We caught the early morning ferry across the Rio de la Plata (River Plate) from Buenos Aires to Uruguay. The ‘river’ is huge – the widest in the world at 220km – but there is some confusion over whether it is actually a river, an estuary or a sea. It looks and feels like a sea with tides and waves but it’s brown like a river and has both freshwater and saltwater. There are ‘beaches’ on its banks in both Argentina and Uruguay. The crossing is just an hour to Colonia del Sacramento, which is a place that sounds well worth exploring but with the summer holiday period looming and thousands of people in this region on the move, we added it to the ‘come back later’ list and took the three hour bus to the capital, Montevideo.
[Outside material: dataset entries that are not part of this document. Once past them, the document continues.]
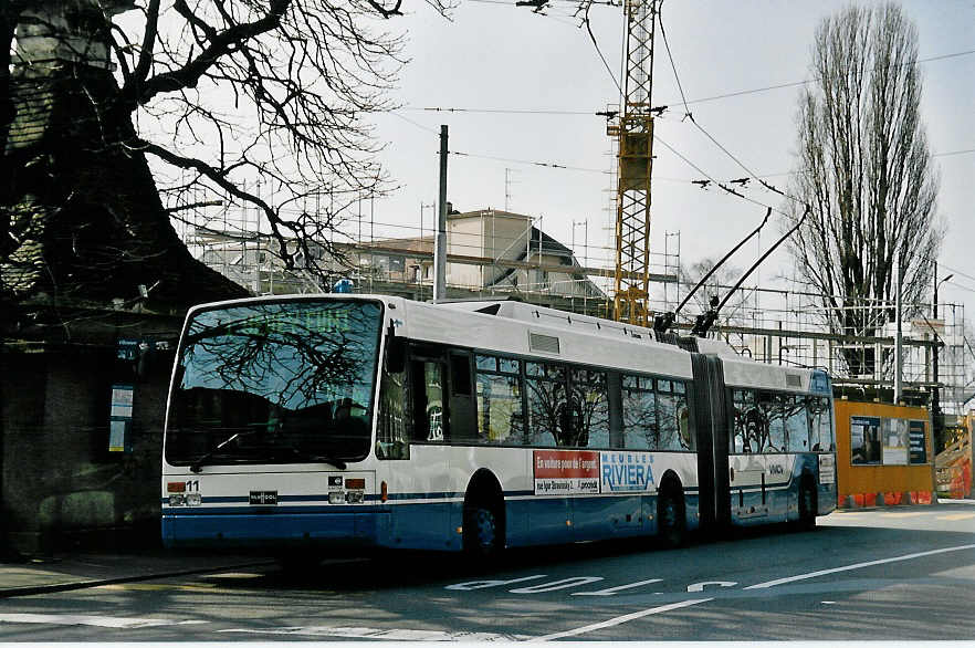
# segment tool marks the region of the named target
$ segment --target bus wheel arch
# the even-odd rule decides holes
[[[478,470],[468,482],[463,506],[463,550],[472,557],[496,557],[505,545],[504,492],[490,470]]]
[[[680,478],[671,470],[657,492],[657,536],[668,548],[684,544],[688,534],[686,502]]]
[[[816,513],[819,508],[818,493],[816,492],[816,480],[811,472],[804,471],[799,478],[799,490],[797,491],[797,510],[798,520],[796,525],[803,531],[811,531],[816,527]]]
I’ve mentioned before how I think that where you stay in a new place has such a profound influence on the whole experience – the street, the neighbourhood, the architectural style, level of comfort, view from the window, closest shop and many other details. My perceptions of Montevideo are filtered through the peculiar lens of staying in the most extraordinary building. Booked the previous night through AirBnB we had no inkling that our apartment would be on the 7th floor of the iconic Palacio Salvo. Our eyes nearly popped out of our heads. Completed in 1928 in the non-style known as ‘eclecticism’ its a mashup of gothic, classic, neo-romantic, rococo, art deco and the generally strange. It’s a jaw-droppingly beautiful building.
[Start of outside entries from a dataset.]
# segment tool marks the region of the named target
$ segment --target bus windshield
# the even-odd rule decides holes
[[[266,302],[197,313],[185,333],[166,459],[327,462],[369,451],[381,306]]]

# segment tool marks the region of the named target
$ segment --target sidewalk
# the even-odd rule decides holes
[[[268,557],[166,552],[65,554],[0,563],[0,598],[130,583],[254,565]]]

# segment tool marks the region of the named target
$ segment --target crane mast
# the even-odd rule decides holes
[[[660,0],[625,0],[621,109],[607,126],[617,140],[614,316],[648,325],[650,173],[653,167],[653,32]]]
On the inside, the Palacio Salvo is elegant, ornate, partially maintained, eerie, empty and more than a little bit creepy. We instinctively rush and hold our breath from the entry until we reach the relative safety of our reasonably comfortable flat. Picture crumbling hallways, metal grilles on doors, dim flickering lights, gothic unreliable lifts, empty marble staircases, occasional distant glimpses of scuttling people (described by JH as gangsters) and you’ll understand why we still haven’t tried to go to the top and visit the 29th floor. Apparently the building design is supposed to represent Dante’s ‘Divine Comedy’ with the freaky elevators taking you up from the Inferno, through Purgatorio, to Paradisio. I guess the seventh floor is in purgatory.
Facing the Palacio Salvo, exactly opposite on the Plaza Independencia, is this metal and glass high rise monstrosity – so ugly that it’s beautiful. It fascinates me. I walk around it repeatedly, examining it from different angles and searching for its soul.
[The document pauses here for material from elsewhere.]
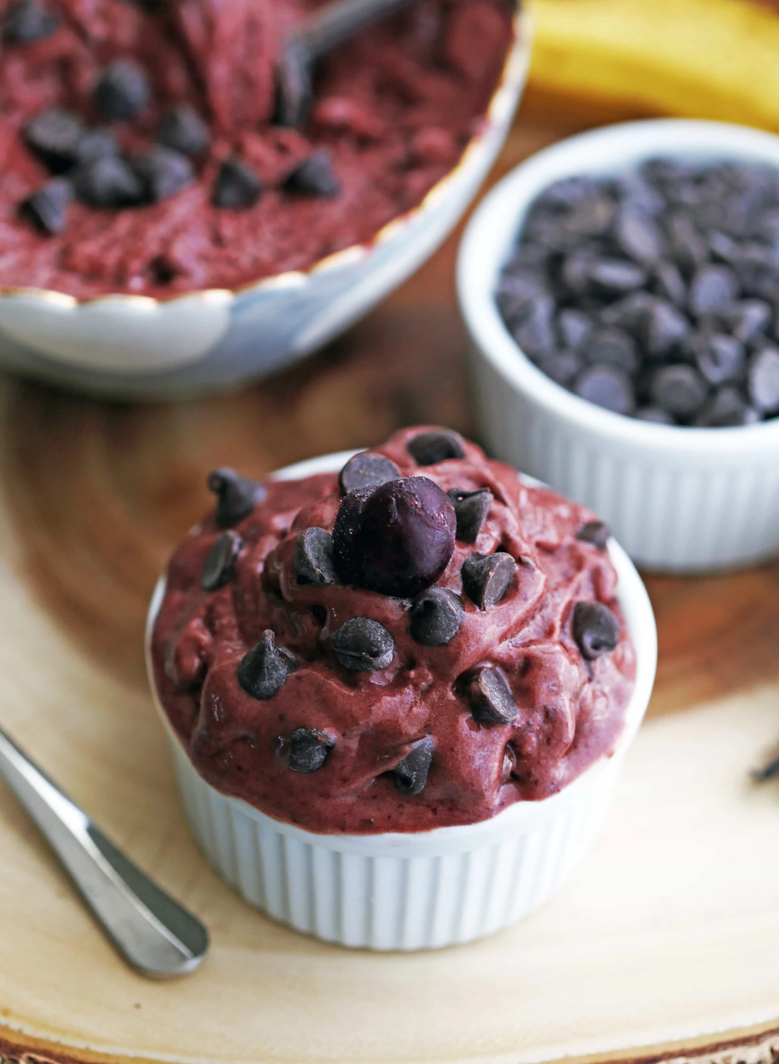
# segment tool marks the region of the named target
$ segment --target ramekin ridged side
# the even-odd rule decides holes
[[[333,461],[337,458],[337,461]],[[296,477],[339,468],[343,455],[301,463]],[[304,934],[374,950],[435,949],[515,922],[562,887],[597,835],[654,681],[657,632],[648,596],[613,541],[618,598],[636,649],[635,689],[612,757],[559,794],[516,802],[490,820],[416,833],[319,834],[221,794],[199,775],[159,702],[186,818],[212,867],[261,912]]]
[[[670,572],[758,564],[779,554],[779,419],[690,429],[601,410],[542,373],[495,304],[500,269],[546,185],[658,154],[779,167],[779,137],[719,122],[630,122],[564,140],[503,179],[469,222],[458,263],[478,423],[496,455],[606,518],[637,564]]]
Montevideo is hard to get a handle on, it’s so wonderfully strange. You can find a Burger King beside a crumbling ruin, next to Alcoholics Anonymous and a tango school, then a health food shop which is next to a statue of the pope. The city is only just over a million people but feels like a lot more. It’s chock full of gorgeous historic buildings, some are beautifully restored but many are neglected and covered in graffiti. There are a lot of homeless people on the streets, yet it’s also progressive, modern, historic and charming. Most of all it’s full of surprises, hints of an interesting past, strange art in unassuming places and hidden quirks that we’re yet to discover.